Offense better or 'D' worse?

In 1988 I watched Tennessee's offense dominate the defense in preseason scrimmages and assumed the attack unit was primed for a monster year. Once the season began, however, it quickly became apparent that the "D" was awful.

In 2005 I watched Tennessee's defense dominate the offense in preseason scrimmages and assumed the stop unit was primed for a monster year. Once the season began, however, it quickly became apparent that the offense was awful.

Obviously, intra-squad scrimmages can be deceiving. That's why it's difficult to determine whether Tennessee's offense is clicking this preseason or Tennessee's defense is struggling a bit.

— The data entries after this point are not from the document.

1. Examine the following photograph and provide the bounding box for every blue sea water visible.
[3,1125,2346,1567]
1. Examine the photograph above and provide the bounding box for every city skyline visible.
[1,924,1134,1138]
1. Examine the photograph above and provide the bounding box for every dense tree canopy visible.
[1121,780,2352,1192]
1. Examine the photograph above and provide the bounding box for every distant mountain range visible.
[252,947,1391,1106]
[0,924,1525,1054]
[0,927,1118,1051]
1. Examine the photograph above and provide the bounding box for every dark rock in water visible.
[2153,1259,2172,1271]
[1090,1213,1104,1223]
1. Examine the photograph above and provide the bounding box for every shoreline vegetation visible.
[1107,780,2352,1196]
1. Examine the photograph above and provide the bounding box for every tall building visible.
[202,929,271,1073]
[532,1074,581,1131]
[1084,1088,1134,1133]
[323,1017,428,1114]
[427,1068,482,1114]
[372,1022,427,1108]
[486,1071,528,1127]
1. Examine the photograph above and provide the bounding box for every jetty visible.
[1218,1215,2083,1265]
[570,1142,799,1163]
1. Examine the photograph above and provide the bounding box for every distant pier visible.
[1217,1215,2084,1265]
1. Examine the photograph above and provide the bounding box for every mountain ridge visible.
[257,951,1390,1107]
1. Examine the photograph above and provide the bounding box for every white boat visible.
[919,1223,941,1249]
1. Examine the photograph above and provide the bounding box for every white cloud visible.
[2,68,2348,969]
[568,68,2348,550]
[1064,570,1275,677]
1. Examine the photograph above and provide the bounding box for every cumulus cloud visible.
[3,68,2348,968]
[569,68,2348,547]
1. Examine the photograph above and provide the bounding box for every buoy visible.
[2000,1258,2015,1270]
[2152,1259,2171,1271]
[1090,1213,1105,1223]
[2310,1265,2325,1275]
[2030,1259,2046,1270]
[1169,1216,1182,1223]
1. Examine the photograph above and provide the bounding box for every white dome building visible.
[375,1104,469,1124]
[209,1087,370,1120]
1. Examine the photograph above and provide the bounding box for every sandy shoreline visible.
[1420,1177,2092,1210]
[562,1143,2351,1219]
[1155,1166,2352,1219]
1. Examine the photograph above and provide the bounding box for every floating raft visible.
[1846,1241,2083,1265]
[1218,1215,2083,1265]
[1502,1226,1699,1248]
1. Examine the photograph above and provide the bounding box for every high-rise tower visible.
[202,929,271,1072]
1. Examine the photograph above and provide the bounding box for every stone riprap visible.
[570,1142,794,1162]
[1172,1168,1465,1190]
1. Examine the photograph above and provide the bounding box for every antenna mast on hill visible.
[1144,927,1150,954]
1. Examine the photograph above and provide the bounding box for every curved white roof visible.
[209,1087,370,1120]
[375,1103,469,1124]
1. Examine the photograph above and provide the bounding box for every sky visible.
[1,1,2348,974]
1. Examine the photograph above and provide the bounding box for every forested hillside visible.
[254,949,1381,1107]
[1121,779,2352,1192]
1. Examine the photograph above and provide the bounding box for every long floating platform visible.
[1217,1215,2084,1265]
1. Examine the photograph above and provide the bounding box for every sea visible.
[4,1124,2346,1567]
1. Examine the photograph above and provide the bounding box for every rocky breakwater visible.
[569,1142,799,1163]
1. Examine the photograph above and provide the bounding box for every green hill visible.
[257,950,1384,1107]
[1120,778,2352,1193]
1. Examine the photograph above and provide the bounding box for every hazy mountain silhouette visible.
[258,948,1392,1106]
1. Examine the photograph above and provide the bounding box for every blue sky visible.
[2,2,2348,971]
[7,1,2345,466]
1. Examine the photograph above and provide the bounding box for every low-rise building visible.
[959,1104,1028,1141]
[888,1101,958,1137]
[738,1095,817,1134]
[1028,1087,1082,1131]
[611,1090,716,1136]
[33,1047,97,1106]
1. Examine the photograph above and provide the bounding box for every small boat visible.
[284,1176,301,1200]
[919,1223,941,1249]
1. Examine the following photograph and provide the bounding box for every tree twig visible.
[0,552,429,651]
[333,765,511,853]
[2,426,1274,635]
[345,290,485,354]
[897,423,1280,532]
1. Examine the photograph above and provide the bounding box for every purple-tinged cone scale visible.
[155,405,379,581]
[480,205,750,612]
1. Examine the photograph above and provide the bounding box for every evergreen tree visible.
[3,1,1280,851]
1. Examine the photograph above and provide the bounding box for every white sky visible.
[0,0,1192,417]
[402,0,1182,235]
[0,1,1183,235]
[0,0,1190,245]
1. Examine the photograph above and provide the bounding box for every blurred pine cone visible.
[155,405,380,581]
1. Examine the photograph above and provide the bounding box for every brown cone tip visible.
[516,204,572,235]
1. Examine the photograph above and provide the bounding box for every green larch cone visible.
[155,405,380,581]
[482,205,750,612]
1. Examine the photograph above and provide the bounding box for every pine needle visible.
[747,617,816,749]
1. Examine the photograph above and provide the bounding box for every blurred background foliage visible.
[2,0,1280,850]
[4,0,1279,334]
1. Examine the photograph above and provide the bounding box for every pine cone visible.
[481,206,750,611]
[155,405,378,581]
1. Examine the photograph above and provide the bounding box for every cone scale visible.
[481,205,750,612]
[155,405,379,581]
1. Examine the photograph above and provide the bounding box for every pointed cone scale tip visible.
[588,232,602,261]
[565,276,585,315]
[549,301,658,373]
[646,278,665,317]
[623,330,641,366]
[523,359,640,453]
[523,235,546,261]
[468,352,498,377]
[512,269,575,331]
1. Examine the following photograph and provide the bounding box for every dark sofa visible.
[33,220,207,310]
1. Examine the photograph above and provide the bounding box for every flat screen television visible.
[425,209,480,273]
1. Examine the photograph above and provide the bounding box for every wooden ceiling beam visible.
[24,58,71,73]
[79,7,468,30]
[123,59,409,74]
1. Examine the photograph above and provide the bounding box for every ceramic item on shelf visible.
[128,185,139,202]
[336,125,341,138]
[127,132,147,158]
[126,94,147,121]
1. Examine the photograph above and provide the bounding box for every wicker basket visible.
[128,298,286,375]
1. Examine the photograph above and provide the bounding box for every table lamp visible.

This much is for sure: Either the Vols' second-team runners are exceptional or the Vols' second-team defenders have a ways to go. In one seven-play stretch during Saturday night's scrimmage the No. 2 defense allowed back-to-back runs of 12 and 23 yards by Lennon Creer, then a 17-yard scoring burst by fellow freshman Daryl Vereen.

As a group, UT's top four rushers picked up 175 net yards on 37 carries, an average of 4.73 yards per pop. Head coach Phillip Fulmer and defensive coordinator John Chavis believe that was more an indictment of the defenses than a credit to the offenses.

"We were sloppy with our tackling," Chavis said. "We didn't tackle well, and we've got to get better. We need to have a sense of urgency. We've got two weeks (till Game 1 at California) and a lot of work to do."

Fulmer also was disappointed with Tennessee's tackling.

"We missed way too many tackles, particularly in the secondary," the head man said. "You don't get long runs like that without missed tackles and without things happening that shouldn't happen. That's an area that we'll definitely look at and see if there's anything we can do to make it better."

In addition to some nice runs, Tennessee's first- and second-team defenses gave up several sizable gains on pass plays. Freshman Denarius Moore had a 27-yard touchdown catch against the No. 1 defense and a 21-yard reception against the No. 2 defense. Austin Rogers burned the first-team secondary for grabs of 26 and 21 yards. No. 3 tight end Jeff Cottam had an 18-yard reception against second-teamers and reserve wideout Josh Briscoe registered a 17-yard grab against the first-teamers.

Erik Ainge (14 of 25 for 146 yards) and Jonathan Crompton (10 of 15 for 77 yards) combined to complete 24 of 40 passes for 223 yards. The numbers would've been much higher if not for a bunch of dropped balls. Still, Chavis was philosophical about the play of his pass defense.

"When you're running 'em in and out – giving as many reps to young people in the backfield as we are right now – I'd rather have those mistakes now than two weeks from now," he said.

"We gave up some plays. Some of them were mistakes and some of them were (cases where) we just got beat by better athletes. That's going to happen from time to time."